Cyclone Mocha: Evacuations in Bangladesh, Kolkata-Port Blair flight takes a U-turntext_fields
Dhaka: As Cyclone Mocha is approaching with winds of up to 175 kilometres per hour, Bangladesh on Saturday began to evacuate Rohingya refugees from risky areas to community centres.
The rain that comes with the cyclone may also trigger landslides that can wash away camps built on hillsides. According to deputy refugee commissioner Shamsud Douza, all the Rohingyas in the camps are at risk. Thousands of volunteers are involved in moving the refugees to solid structures like schools.
Weather officials in Dhaka have classified the cyclone as "very severe" and Indian meteorological officials are calling it "extremely severe". It is the most powerful cyclone approaching Bangladesh and Myanmar in nearly two decades.
Azizur Rahman, the head of Bangladesh's Meteorological Department told AFP that Cyclone Mocha is the most powerful storm since Cyclone Sidr (2007). It killed over 3,000 people on Bangladesh's southern coast and cost billions of dollars in damage.
Mocha is expected to make landfall between Cox's Bazar in Bangladesh and Sittwe in Myanmar on Sunday morning.
This is where close to one million Rohingya refugees are living in flimsy camps made of tarpaulin and bamboo. The country's government does not allow the Rohingya people to build permanent concrete homes because they may perceive it as an encouragement to stay in Bangladesh forever and not return to their home country Myanmar. The refugee crisis began five years ago.

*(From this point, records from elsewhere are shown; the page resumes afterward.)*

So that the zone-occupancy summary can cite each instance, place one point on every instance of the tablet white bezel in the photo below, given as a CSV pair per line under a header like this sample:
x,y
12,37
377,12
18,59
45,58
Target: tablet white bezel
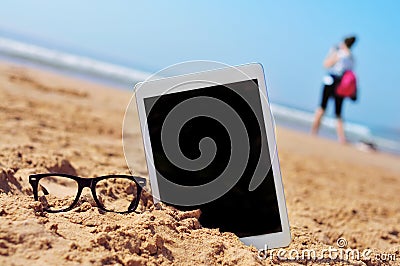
x,y
220,76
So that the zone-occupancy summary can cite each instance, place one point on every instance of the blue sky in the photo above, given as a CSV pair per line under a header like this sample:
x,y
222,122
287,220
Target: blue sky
x,y
290,38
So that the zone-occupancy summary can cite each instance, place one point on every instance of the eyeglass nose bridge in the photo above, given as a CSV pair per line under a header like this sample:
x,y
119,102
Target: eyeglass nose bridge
x,y
86,182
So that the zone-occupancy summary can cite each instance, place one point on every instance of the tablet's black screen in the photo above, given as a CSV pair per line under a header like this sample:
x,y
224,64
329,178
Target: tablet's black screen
x,y
243,212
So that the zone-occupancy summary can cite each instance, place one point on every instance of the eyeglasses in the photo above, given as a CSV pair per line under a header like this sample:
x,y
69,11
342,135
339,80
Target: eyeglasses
x,y
112,193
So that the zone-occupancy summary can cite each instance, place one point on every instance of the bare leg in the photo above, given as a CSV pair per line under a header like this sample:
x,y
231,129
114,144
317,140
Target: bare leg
x,y
340,131
317,121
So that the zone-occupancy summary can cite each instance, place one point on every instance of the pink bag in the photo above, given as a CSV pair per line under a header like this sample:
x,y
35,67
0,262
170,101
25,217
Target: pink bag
x,y
348,85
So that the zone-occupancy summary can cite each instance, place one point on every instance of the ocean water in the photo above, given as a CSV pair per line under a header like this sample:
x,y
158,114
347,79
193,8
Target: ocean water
x,y
115,73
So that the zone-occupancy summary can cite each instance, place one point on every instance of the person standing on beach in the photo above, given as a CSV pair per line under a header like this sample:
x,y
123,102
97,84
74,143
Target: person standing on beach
x,y
338,60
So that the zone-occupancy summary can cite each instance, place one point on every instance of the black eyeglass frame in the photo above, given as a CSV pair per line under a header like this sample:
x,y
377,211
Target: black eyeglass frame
x,y
91,184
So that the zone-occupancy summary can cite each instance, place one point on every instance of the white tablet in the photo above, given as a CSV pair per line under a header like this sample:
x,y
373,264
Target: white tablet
x,y
210,143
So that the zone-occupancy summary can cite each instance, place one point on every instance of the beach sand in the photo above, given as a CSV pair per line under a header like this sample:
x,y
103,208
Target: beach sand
x,y
53,123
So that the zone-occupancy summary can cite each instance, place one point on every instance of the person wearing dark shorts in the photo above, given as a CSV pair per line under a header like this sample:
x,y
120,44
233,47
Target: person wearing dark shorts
x,y
339,60
328,93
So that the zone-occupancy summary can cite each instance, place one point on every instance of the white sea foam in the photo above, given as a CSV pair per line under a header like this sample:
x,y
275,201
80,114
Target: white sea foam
x,y
86,65
70,61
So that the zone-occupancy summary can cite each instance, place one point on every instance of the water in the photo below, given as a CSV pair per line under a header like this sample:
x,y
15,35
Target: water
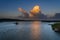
x,y
35,30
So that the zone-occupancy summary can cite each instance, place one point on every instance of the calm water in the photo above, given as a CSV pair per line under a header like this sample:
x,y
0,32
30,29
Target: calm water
x,y
27,31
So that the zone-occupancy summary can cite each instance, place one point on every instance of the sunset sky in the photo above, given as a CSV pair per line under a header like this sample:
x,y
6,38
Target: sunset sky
x,y
10,7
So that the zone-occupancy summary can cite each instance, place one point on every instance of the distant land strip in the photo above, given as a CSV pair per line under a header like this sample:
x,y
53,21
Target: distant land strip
x,y
44,20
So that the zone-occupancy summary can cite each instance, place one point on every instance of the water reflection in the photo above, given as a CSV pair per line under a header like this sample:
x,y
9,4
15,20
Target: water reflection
x,y
35,30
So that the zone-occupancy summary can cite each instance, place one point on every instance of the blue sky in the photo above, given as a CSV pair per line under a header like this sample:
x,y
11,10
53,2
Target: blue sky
x,y
10,7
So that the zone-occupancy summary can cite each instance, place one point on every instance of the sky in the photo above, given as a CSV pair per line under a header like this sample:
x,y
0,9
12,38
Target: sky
x,y
10,7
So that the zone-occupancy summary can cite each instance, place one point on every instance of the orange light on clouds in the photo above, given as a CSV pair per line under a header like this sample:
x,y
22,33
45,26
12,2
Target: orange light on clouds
x,y
36,9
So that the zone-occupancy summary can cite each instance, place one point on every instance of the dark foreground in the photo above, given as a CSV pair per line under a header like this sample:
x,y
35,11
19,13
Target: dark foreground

In Sittwe, people are carrying their possessions and heading to higher grounds. The town has about 150,000 people and all markets are now shut down with people seeking shelter in monasteries. Myanmar's junta authorities were supervising evacuations from villages along the Rakhine coast. Myanmar Airways International has suspended all flights to Rakhine till Monday, reported AFP.
On Friday, the World Meteorological Organisation (WMO) warned of a storm surge of 2-2.5 metres over the weekend that was likely to inundate low-lying areas of North Myanmar as well as parts of Bangladesh. It's a very dangerous cyclone and is associated with violent winds. There will be major impacts both ahead and after landfall for potentially hundreds of thousands of the world's most vulnerable people," said WMO spokesman Clare Nullis.

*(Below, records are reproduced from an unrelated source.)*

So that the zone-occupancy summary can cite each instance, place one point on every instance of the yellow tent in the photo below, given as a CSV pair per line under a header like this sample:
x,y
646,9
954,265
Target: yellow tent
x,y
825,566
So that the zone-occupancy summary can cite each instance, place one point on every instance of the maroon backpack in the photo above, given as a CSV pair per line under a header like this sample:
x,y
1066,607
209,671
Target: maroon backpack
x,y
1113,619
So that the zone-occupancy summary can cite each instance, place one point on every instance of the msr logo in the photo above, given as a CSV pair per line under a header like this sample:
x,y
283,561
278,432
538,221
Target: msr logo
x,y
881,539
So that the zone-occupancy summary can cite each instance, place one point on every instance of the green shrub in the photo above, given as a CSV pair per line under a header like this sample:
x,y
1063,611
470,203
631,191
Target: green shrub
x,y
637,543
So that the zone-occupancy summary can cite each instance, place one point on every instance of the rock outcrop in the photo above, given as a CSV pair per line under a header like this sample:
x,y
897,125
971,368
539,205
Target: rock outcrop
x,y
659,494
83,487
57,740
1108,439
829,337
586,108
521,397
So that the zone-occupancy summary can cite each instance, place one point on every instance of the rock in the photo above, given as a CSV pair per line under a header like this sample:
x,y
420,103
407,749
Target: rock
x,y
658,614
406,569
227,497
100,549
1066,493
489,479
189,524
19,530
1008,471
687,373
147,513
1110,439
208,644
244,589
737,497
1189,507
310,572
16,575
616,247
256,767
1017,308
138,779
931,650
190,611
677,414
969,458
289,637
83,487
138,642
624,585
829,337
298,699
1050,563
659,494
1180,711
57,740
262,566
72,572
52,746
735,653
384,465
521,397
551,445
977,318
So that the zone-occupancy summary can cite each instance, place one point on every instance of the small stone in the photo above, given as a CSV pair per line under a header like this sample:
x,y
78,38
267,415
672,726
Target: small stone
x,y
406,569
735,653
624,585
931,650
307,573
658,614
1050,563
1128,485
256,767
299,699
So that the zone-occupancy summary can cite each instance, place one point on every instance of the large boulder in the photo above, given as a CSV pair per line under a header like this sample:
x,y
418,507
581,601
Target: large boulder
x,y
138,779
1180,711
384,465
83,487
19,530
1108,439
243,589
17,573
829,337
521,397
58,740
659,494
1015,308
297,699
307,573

Cyclone Mocha is currently centred around Port Blair and it has triggered bad weather. A Port Blair-bound Vistara flight (UK747) returned to Kolkata.
Northeast India is likely to see heavy rainfall from May 13-16. The rest of the country is not likely to see significant weather change and IMD has issued a heatwave warning for Konkan, Madhya Maharashtra, Gujarat, West Rajasthan, West Madhya Pradesh, Vidarbha, Bihar, Odisha, Gangetic West Bengal, Coastal Andhra Pradesh, and Yanam till May 16.